Clinical significances of JAK2 V617F gene mutation status and burden in BCR-ABL-negative myeloproliferative neoplasms
10.3760/cma.j.cn115356-20200620-00166
- VernacularTitle:BCR-ABL阴性骨髓增殖性肿瘤JAK2 V617F基因突变状态及负荷的临床意义
- Author:
Hui LIU
;
Jie SHEN
;
Qing WANG
;
Guohong SU
- From:
Journal of Leukemia & Lymphoma
2021;30(1):38-42
- CountryChina
- Language:Chinese
-
Abstract:
Objective:To investigate the effect of JAK2 V617F gene mutation status and burden on BCR-ABL-negative myeloproliferative neoplasms (MPN).Methods:Clinical data of 199 patients with MPN in Cangzhou Central Hospital in Hebei Province from September 2015 to January 2020 were retrospectively analyzed, and the correlations of JAK2 V617F gene mutation burden with clinicopathological features and prognostic score of MPN patients were analyzed.Results:Of the 199 BCR-ABL-negative MPN patients, 138 patients (69.4%) were positive for JAK2 V617F mutation; of these patients, 64 (88.9%) of 72 patients with polycythemia vera (PV) were mutation-positive, 54 (53.5%) of 101 patients with essential thrombocytosis (ET) were positive, 20 (80.0%) of 25 patients with myelofibrosis (MF) were mutation-positive, and 1 patient with hypereosinophilic syndrome (HES) was mutation-positive.

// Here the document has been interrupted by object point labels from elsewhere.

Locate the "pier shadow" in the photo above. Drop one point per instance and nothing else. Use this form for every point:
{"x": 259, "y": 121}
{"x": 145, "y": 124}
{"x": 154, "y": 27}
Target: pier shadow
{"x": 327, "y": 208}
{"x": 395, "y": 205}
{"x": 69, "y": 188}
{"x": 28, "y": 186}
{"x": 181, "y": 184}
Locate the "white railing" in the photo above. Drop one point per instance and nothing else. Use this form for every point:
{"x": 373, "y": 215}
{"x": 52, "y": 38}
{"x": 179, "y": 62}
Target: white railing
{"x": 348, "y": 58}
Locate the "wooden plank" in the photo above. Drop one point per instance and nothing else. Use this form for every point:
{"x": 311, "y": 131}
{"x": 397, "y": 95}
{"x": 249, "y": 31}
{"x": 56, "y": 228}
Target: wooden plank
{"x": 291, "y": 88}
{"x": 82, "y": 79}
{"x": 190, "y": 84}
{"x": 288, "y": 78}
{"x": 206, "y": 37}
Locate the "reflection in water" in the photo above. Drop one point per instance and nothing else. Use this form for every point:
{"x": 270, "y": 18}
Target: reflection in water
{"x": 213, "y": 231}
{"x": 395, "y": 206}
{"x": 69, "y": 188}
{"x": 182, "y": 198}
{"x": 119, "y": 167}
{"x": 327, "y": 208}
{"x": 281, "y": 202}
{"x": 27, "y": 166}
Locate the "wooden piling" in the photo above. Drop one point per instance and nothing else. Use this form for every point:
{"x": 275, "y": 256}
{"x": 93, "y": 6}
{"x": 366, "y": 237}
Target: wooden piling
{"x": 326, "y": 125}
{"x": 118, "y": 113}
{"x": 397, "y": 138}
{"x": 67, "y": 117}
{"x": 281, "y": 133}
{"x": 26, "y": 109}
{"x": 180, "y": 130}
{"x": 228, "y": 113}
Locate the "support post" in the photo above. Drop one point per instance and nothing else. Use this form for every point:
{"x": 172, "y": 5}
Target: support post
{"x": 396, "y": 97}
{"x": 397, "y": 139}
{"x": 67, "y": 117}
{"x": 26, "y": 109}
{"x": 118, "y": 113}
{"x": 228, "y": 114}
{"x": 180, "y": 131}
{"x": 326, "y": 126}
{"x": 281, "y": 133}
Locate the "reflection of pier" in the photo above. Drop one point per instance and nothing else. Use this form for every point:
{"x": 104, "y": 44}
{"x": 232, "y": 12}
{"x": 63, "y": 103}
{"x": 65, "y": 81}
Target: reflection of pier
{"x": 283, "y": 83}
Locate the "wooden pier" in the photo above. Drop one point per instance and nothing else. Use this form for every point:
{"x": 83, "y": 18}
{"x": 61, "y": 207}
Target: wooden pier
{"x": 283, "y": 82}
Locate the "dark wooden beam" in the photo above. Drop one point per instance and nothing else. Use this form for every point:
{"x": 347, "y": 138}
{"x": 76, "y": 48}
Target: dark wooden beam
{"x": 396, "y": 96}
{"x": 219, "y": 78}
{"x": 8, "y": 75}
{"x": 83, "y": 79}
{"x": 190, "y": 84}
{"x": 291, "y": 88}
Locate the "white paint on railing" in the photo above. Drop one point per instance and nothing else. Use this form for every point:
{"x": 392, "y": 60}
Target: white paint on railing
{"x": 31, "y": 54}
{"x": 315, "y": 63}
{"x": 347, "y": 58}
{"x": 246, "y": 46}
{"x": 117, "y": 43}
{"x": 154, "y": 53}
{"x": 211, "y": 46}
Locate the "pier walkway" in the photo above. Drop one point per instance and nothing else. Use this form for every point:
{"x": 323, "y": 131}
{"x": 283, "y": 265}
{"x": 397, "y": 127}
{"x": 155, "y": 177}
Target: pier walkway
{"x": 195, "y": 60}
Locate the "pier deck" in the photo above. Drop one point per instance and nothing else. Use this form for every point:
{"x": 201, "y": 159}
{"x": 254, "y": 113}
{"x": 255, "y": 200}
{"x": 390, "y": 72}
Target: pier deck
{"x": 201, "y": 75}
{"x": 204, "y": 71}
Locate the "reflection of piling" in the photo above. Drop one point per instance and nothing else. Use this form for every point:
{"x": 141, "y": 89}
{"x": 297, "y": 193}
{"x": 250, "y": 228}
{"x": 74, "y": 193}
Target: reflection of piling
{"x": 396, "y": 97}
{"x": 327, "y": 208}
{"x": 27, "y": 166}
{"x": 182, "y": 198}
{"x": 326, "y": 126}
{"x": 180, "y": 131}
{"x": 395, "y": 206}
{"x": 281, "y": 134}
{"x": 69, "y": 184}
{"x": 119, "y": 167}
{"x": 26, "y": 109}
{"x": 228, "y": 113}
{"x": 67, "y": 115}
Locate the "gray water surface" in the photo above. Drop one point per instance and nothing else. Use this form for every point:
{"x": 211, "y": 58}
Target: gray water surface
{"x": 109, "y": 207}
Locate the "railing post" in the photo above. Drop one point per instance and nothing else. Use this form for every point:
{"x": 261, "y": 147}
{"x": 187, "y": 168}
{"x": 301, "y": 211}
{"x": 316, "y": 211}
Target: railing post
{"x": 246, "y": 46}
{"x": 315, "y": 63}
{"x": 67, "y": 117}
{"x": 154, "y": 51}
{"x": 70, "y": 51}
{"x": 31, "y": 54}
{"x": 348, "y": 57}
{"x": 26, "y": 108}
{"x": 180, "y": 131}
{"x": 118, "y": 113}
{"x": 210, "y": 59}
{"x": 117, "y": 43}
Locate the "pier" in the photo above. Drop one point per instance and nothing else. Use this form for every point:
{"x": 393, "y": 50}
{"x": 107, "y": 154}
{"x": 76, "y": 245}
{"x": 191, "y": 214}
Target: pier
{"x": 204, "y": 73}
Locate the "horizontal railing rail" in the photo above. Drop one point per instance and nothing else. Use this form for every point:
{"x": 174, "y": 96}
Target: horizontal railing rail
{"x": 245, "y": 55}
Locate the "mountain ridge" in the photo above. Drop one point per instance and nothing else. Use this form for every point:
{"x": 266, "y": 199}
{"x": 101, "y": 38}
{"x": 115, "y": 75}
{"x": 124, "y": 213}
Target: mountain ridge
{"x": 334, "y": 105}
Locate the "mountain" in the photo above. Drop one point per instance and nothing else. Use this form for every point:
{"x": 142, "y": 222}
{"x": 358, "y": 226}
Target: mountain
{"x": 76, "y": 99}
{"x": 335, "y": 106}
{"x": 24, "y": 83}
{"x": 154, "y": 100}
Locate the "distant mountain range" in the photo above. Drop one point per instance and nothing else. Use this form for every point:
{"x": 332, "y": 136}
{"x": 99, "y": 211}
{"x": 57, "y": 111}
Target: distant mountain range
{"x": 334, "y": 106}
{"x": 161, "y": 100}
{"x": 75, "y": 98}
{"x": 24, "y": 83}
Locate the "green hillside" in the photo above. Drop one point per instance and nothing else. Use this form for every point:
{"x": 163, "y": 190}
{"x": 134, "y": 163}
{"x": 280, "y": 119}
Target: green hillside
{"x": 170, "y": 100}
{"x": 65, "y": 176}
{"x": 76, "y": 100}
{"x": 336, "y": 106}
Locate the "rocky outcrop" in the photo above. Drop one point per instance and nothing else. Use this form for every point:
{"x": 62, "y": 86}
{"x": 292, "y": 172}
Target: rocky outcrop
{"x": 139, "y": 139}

About 55.1% (76/138) of patients had a high JAK2 V617F mutation burden. The mutation burden in PV group was the highest, MF was the second, and ET was the lowest; the mutation burdens in these three groups were (73.9±18.3)%, (59.9±25.2)% and (25.0±16.5)%, respectively. Mutation burden was positively correlated with the white blood cell counts of patients with PV, ET and MF ( r values were 0.626, 0.675 and 0.796, all P < 0.01). JAK2 V617F mutation burden was positively correlated with the prognostic scores of patients with PV and ET ( r values were 0.296 and 0.404, both P < 0.05). Conclusion:The JAK2 V617F mutation burden of BCR-ABL-negative MPN patients is related to clinicopathological factors, and the prognosis of patients with high JAK2 V617F mutation burden is poor.